Раскрашивая красным и синим карандашом папину бумагу, Миша сказал:
— Давай бросим, а то это тоже скучно, как учиться. Только ты сам ведь выдумал это, — ты сказал: «Пиши, будет интересно». Я и стал писать, а ничего не случилось. Слушай-ка, можно сегодня не учиться?
— Почему? — спросил папа.
— Я лучше почитаю с Ксенией Ивановной.
— Можно не учиться, — весело согласился папа. — Только нам с тобой надобно извиниться перед учительницей, а то мы наговорили и написали про неё не… ладно!
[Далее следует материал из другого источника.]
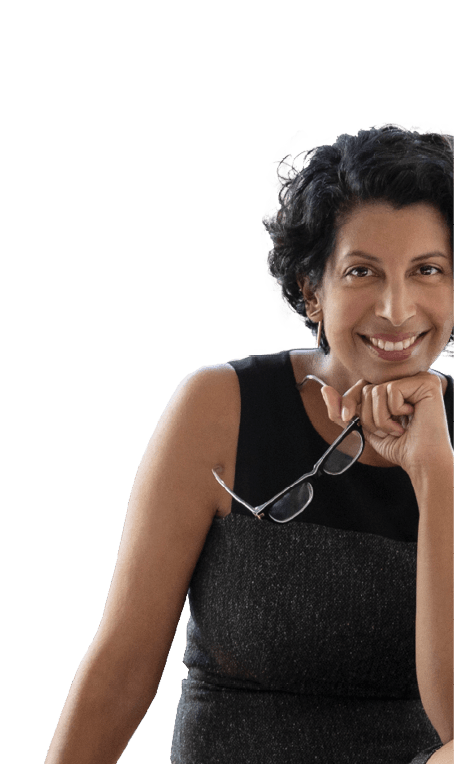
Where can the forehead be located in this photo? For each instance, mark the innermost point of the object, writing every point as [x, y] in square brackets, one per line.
[383, 231]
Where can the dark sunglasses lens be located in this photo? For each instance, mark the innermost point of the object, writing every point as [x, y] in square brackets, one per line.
[291, 503]
[343, 456]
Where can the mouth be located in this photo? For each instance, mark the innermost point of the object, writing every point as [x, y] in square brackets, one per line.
[389, 351]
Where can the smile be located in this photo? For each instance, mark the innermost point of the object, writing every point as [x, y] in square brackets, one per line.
[393, 351]
[393, 345]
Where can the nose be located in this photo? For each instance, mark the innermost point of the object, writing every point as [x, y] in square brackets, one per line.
[396, 303]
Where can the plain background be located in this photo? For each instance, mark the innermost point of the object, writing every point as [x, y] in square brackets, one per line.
[136, 142]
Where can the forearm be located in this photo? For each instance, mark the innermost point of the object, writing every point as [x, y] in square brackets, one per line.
[99, 717]
[444, 755]
[434, 489]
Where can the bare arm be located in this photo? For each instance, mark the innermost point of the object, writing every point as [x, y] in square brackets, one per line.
[434, 489]
[170, 510]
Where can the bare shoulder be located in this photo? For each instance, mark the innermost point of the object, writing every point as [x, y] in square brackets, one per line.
[173, 501]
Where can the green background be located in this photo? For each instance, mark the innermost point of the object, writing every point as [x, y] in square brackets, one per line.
[136, 142]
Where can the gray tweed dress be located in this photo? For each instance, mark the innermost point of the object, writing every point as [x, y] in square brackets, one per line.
[301, 637]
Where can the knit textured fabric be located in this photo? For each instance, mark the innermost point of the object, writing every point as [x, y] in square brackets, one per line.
[301, 639]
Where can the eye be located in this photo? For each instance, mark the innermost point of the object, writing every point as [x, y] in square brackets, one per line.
[351, 272]
[431, 267]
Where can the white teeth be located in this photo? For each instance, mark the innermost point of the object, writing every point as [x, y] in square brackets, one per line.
[393, 346]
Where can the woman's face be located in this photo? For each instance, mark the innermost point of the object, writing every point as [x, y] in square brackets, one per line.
[389, 278]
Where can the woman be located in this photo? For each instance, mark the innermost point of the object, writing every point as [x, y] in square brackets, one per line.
[327, 637]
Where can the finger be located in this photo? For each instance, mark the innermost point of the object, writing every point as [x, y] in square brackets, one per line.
[333, 402]
[351, 400]
[366, 410]
[381, 411]
[396, 401]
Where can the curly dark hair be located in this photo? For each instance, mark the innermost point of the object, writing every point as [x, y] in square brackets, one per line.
[390, 163]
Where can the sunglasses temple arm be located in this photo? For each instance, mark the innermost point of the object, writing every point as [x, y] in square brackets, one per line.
[234, 496]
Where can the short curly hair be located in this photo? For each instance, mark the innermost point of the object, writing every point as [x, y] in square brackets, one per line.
[389, 163]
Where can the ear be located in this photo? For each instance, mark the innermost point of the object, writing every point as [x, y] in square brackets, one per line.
[312, 299]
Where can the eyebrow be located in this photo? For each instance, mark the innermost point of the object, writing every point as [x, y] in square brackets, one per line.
[419, 258]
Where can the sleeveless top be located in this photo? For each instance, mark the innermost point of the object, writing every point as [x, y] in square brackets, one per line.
[301, 637]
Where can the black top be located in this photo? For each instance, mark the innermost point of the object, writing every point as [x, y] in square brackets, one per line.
[301, 639]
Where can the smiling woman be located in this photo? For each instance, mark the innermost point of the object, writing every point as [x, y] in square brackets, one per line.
[326, 635]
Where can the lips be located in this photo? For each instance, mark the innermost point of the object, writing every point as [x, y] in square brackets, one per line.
[393, 351]
[390, 346]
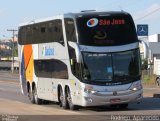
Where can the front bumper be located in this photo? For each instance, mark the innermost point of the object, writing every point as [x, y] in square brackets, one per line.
[99, 99]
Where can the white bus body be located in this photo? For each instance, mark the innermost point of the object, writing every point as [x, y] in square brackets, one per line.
[58, 62]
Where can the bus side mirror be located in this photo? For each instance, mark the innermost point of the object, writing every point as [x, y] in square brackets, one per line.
[77, 50]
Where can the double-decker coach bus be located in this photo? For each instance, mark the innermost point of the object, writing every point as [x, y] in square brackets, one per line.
[81, 59]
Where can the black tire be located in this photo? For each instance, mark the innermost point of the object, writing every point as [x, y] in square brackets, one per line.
[158, 81]
[69, 100]
[31, 96]
[123, 106]
[37, 100]
[62, 99]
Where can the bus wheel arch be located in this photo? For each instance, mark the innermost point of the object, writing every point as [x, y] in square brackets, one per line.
[62, 97]
[30, 92]
[35, 95]
[69, 99]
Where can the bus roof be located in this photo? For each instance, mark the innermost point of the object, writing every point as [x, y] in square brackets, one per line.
[41, 20]
[75, 15]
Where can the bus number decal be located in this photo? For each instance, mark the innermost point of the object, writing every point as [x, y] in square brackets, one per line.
[47, 51]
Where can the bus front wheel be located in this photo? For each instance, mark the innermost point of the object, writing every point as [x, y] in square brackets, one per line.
[69, 100]
[62, 99]
[31, 96]
[37, 100]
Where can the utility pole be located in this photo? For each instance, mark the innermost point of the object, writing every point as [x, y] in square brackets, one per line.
[12, 30]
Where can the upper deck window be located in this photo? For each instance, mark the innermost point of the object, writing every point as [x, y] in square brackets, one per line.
[109, 30]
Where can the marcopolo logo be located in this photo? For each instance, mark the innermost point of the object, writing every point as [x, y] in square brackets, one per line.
[47, 51]
[92, 22]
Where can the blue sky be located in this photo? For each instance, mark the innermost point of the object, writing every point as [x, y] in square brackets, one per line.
[14, 12]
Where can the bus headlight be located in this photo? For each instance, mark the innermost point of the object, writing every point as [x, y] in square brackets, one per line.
[136, 86]
[89, 91]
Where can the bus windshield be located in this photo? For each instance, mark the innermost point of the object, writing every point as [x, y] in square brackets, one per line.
[106, 30]
[120, 67]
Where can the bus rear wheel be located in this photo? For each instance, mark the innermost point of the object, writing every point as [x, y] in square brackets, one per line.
[123, 106]
[158, 81]
[69, 100]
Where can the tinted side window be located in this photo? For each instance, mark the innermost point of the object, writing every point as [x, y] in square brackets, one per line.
[70, 30]
[50, 31]
[51, 69]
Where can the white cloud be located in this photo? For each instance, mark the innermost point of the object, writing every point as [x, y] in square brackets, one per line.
[151, 12]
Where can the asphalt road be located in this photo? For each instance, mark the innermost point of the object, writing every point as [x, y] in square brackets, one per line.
[14, 105]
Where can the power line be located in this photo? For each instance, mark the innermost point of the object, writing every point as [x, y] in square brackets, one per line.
[152, 12]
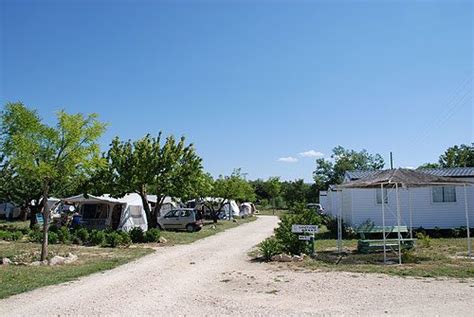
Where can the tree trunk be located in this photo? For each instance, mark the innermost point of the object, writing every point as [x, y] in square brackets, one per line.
[44, 246]
[146, 207]
[156, 211]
Папа встал и, ведя Мишу за руку в его комнату, тихонько сказал:
— Конечно, это правда, что она немножко курносенькая, но лучше не напоминать ей об этом. Этого, брат, не исправишь словами, и нос на всю жизнь даётся тот или иной. Вот у тебя веснушки на носу и по всей рожице, — ладно ли будет, если я тебя стану звать пёстреньким?
— Неладно, — согласился Миша.
На этом и кончается благополучная история о том, как Миша писал дневник.
Из воспоминаний
Интересно умирал один мой знакомый, человек лет под шестьдесят, благовоспитанный и симпатичный, один из тех людей, которые всю жизнь ищут применения своим недюжинным силам и умирают, не успев израсходовать себя.
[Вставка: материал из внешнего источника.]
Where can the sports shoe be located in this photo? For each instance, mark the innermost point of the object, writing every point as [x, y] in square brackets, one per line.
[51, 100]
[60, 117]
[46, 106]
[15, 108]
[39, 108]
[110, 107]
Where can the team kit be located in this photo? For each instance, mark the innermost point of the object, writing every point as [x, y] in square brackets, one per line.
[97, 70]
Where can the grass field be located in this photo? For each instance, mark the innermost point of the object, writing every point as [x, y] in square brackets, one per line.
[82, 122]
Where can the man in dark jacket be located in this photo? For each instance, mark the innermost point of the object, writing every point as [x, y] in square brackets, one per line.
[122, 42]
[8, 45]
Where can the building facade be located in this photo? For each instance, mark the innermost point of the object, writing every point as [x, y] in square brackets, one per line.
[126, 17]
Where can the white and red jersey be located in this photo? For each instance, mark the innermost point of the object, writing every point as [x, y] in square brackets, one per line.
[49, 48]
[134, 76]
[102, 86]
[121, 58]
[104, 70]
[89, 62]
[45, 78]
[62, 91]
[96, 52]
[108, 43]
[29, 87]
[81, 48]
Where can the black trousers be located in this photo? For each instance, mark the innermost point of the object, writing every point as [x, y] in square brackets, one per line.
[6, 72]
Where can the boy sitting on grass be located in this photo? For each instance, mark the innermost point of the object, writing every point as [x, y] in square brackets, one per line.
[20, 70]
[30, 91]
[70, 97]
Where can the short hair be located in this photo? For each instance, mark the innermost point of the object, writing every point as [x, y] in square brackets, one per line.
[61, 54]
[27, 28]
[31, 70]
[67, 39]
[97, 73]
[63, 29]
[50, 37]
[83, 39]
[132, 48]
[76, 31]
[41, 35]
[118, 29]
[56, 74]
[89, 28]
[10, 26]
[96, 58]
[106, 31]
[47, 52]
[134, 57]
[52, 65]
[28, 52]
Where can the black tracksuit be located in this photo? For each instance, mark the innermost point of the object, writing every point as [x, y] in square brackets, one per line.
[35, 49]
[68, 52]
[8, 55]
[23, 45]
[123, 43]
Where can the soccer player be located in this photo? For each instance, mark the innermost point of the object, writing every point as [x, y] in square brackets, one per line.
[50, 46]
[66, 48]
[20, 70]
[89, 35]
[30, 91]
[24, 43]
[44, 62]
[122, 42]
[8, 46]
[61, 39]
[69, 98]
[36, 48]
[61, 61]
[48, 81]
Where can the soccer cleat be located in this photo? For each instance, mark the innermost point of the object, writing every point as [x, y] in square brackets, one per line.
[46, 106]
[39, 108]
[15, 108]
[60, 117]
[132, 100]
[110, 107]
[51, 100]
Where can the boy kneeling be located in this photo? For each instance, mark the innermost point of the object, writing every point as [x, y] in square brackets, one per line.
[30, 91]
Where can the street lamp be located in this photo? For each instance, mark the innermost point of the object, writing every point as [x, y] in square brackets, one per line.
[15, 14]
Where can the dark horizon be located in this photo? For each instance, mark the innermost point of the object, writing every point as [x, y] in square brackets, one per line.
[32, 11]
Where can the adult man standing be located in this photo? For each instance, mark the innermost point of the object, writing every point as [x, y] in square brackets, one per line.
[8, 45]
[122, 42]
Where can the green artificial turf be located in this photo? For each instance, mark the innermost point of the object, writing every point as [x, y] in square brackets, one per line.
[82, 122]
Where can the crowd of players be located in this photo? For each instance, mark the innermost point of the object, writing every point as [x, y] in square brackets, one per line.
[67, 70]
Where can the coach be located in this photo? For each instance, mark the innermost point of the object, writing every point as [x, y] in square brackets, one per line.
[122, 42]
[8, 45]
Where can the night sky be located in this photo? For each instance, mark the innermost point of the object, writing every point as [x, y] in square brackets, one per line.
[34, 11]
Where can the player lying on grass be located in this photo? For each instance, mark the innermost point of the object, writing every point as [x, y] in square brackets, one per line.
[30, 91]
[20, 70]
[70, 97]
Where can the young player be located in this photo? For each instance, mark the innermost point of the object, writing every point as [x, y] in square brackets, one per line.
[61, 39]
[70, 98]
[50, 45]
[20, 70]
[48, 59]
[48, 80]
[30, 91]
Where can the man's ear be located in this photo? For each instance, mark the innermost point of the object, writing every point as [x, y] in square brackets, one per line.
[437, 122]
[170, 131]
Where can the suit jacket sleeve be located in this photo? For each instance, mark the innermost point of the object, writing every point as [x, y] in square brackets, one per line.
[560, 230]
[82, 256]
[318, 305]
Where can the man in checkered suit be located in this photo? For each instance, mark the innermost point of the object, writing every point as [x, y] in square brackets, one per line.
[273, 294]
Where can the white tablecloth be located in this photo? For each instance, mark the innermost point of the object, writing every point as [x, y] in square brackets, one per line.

Он любил естественные науки и хорошие сигары, записывал стенографическими знаками в чёрную книжку какие-то наблюдения и мысли и охотно философствовал, поучая меня:
— Всего бесполезнее человеку — философия!
Умирал он в тесной, грязненькой кухне; его койка была выдвинута на средину пола, и прямо пред глазами у него — закопчённое жирным дымом чело печи, на шестке — грязная посуда и, конечно, тараканы. За его изголовьем пара маленьких окон, сквозь радужные стёкла виден грязный двор, полуразрушенный сарай и помойная яма рядом с ним. На подоконниках стояли два цветочных горшка, в них торчат луковицы, выпустив острые, зелёные перья.
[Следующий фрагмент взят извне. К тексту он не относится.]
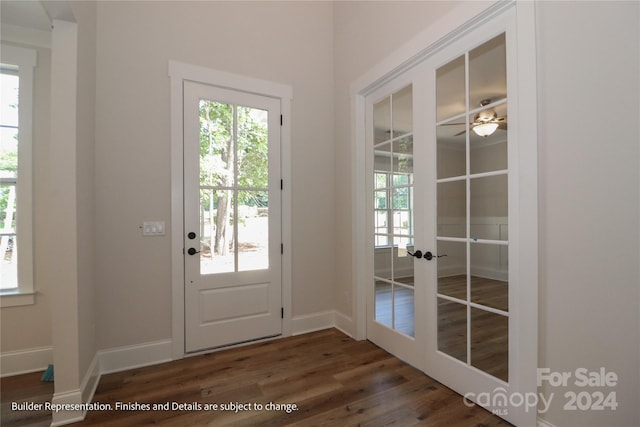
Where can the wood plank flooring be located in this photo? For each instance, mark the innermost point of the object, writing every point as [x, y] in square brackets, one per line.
[25, 388]
[332, 379]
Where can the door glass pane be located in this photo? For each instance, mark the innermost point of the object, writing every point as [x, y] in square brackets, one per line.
[452, 329]
[452, 211]
[489, 207]
[403, 309]
[382, 121]
[253, 148]
[450, 89]
[393, 211]
[452, 269]
[488, 72]
[383, 303]
[403, 112]
[403, 158]
[217, 242]
[253, 230]
[489, 153]
[490, 343]
[402, 261]
[472, 211]
[217, 140]
[382, 261]
[234, 178]
[490, 275]
[452, 153]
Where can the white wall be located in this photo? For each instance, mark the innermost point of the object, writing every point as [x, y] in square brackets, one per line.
[29, 327]
[288, 42]
[588, 68]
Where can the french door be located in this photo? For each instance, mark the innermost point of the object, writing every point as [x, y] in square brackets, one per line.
[445, 219]
[232, 225]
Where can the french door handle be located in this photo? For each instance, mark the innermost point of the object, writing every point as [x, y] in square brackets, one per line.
[429, 256]
[417, 254]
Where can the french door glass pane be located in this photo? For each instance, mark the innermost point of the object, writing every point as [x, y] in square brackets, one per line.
[452, 155]
[393, 211]
[489, 207]
[450, 89]
[383, 303]
[403, 309]
[488, 72]
[382, 121]
[489, 153]
[452, 328]
[489, 275]
[452, 269]
[490, 343]
[403, 111]
[472, 208]
[452, 212]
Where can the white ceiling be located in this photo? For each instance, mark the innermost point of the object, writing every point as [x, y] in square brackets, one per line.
[24, 13]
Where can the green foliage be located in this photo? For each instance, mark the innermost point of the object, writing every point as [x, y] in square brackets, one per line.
[9, 161]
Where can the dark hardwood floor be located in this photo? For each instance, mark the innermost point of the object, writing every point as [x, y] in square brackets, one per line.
[24, 388]
[332, 379]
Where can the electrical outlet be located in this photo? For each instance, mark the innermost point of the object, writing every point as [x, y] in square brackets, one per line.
[153, 228]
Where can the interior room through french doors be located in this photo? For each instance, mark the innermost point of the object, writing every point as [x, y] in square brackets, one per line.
[445, 193]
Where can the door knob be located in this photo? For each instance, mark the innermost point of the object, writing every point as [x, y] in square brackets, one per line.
[417, 254]
[429, 256]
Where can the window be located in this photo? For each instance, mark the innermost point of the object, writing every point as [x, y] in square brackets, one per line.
[16, 232]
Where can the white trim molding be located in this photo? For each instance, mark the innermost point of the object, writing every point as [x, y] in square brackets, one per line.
[134, 356]
[178, 73]
[313, 322]
[25, 361]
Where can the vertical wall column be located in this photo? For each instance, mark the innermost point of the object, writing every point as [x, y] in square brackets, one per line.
[62, 238]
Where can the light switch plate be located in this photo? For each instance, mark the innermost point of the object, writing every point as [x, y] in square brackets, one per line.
[153, 228]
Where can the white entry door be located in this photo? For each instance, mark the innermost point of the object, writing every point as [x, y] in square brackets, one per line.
[448, 284]
[232, 224]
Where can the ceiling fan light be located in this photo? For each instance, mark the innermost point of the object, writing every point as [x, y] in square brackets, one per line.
[485, 129]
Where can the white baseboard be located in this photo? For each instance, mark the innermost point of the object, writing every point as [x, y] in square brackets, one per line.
[313, 322]
[543, 423]
[134, 356]
[25, 361]
[62, 417]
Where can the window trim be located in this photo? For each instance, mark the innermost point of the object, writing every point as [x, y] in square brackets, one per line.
[25, 60]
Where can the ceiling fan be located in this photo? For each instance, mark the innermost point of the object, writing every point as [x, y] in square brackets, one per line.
[485, 122]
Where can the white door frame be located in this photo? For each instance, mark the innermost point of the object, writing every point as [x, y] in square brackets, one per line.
[178, 73]
[449, 28]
И прежде не однажды я видел, как смерть играет свою тёмную игру, но никогда ещё не чувствовал столь острой обиды, наблюдая её подлую игру.
Умирать нужно так же красиво и чисто, как следует жить, — а тут всюду грязь, копоть, тараканы на стенах и эти жалкие луковицы.
Я сидел в ногах старика, прикладывая к сухим, холодным подошвам его бутылки с горячей водою; он задыхался, хрипел и почти непрерывно говорил, спокойный, как будто наблюдающий за собою откуда-то со стороны.